Como trato de ser obediente con los médicos, termino comprándome un gorro y me doy un chapuzón. Es agradable, sí, y en lugar de un par de largos nado una hora entera. Ya lo he dicho, soy muy bruto, y estoy acostumbrado a hacer ejercicio hasta que ya no puedo más, pero mi médico tenía razón: el dolor aparece de nuevo, para recordarme que no debo creerme tan listo. Además, me puse el gorro pero no las gafas, y al salir de la piscina era como si tuviera conjuntivitis.
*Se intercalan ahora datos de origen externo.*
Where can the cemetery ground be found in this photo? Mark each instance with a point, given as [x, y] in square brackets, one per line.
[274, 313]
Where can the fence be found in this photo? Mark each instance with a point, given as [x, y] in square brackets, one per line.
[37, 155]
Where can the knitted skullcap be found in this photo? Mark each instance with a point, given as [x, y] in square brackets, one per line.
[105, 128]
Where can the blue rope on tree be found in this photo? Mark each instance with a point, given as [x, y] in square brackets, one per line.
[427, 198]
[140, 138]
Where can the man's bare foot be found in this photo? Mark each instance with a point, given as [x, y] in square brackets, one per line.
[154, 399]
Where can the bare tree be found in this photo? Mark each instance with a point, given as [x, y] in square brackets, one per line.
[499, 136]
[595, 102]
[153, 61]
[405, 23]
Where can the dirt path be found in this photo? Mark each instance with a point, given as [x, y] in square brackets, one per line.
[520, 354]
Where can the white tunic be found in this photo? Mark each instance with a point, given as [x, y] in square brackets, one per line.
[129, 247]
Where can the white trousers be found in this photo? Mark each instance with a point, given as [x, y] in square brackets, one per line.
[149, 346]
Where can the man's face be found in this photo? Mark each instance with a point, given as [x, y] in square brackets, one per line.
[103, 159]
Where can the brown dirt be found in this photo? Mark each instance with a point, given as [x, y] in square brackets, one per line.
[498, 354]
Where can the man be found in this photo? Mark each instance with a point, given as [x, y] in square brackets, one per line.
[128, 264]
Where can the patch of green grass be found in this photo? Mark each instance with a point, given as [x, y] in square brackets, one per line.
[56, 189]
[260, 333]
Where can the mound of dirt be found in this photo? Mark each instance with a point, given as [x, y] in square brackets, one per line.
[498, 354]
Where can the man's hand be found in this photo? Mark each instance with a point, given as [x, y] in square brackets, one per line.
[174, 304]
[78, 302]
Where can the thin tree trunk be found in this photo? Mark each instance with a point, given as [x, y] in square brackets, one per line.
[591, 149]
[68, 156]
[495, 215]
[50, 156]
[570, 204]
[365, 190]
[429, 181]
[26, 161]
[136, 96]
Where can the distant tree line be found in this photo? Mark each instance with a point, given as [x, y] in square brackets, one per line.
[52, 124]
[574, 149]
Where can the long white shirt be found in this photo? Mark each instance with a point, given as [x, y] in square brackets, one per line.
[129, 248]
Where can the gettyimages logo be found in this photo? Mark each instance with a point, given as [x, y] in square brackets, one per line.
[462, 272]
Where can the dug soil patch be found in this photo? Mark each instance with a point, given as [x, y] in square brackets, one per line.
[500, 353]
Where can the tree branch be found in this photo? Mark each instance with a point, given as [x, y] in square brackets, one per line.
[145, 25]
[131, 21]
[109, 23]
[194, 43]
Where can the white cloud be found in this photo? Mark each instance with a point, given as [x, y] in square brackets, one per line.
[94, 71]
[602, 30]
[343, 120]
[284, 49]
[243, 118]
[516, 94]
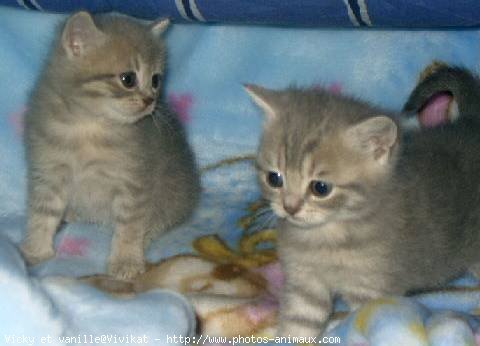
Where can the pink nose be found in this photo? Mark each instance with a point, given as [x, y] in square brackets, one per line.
[148, 101]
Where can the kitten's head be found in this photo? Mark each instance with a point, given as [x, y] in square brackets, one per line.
[322, 156]
[111, 65]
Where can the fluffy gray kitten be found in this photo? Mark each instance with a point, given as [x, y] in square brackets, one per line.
[100, 144]
[363, 212]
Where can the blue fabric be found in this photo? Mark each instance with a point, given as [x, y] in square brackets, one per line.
[207, 65]
[337, 13]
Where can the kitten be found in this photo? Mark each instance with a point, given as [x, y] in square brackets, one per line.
[363, 212]
[459, 84]
[100, 145]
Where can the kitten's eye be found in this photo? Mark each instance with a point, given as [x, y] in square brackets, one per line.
[320, 188]
[155, 80]
[129, 79]
[274, 179]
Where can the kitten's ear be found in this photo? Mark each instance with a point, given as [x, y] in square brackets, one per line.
[80, 34]
[159, 26]
[263, 98]
[374, 137]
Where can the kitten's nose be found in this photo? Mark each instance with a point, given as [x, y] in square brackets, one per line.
[292, 206]
[148, 100]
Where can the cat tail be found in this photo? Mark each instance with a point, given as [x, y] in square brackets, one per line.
[444, 93]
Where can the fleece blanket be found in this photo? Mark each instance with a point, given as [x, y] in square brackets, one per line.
[405, 13]
[207, 65]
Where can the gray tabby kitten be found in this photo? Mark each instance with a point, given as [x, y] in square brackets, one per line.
[363, 212]
[100, 145]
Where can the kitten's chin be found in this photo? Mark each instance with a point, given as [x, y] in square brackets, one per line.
[301, 223]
Hoy ya estoy mejor, así que he hecho propósito de enmienda. Intentaré que la próxima vez sea solo media hora de natación. Pero aún tardaré unos días en volver a la piscina. Tengo que irme de viaje mañana. Hace tiempo que no salgo, que no tomo la distancia necesaria y saludable de la rutina, de mi despacho, de mí mismo, sobre todo ahora, en el tramo final de la escritura de una nueva novela, cuando lo más complicado es luchar contra las ganas de terminarla de una vez. A pesar de que me gusta mucho estar enclaustrado jugando a imaginemos, me doy cuenta de que echo de menos el ajetreo de la promoción del año pasado, los viajes constantes, las entrevistas en las que uno acaba tan cansado. Sabía que pasaría. Claro que sí. Siempre pasa.
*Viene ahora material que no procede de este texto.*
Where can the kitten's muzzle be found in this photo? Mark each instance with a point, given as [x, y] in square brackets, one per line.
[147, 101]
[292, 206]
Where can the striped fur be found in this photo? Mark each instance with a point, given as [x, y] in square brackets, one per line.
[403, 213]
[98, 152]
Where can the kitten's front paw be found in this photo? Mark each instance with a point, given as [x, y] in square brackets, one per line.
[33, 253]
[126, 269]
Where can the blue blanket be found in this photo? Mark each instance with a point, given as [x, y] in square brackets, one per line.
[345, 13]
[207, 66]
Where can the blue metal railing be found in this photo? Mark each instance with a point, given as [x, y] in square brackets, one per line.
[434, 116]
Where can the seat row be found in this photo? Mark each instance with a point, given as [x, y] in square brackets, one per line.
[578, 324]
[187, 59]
Esta tarde toca preparar maletas. Siempre llevo más equipaje de la cuenta: la ropa necesaria y la de por si acaso; y demasiados libros, también por si acaso. Me aterra la idea de un retraso en una estación o en un aeropuerto sin tener nada que leer; una noche de insomnio, tan frecuente cuando estoy lejos de mi cama, sin un libro en la mesita de noche para no pasarme las horas mirando el techo de la habitación del hotel en la oscuridad. Mañana, cuando tenga que cargar con los libros, ya me lamentaré porque son demasiados, pero hoy no puedo evitar buscarles un hueco en la maleta. Soy un poco bruto, sí. Pero creo que ya lo he dicho antes.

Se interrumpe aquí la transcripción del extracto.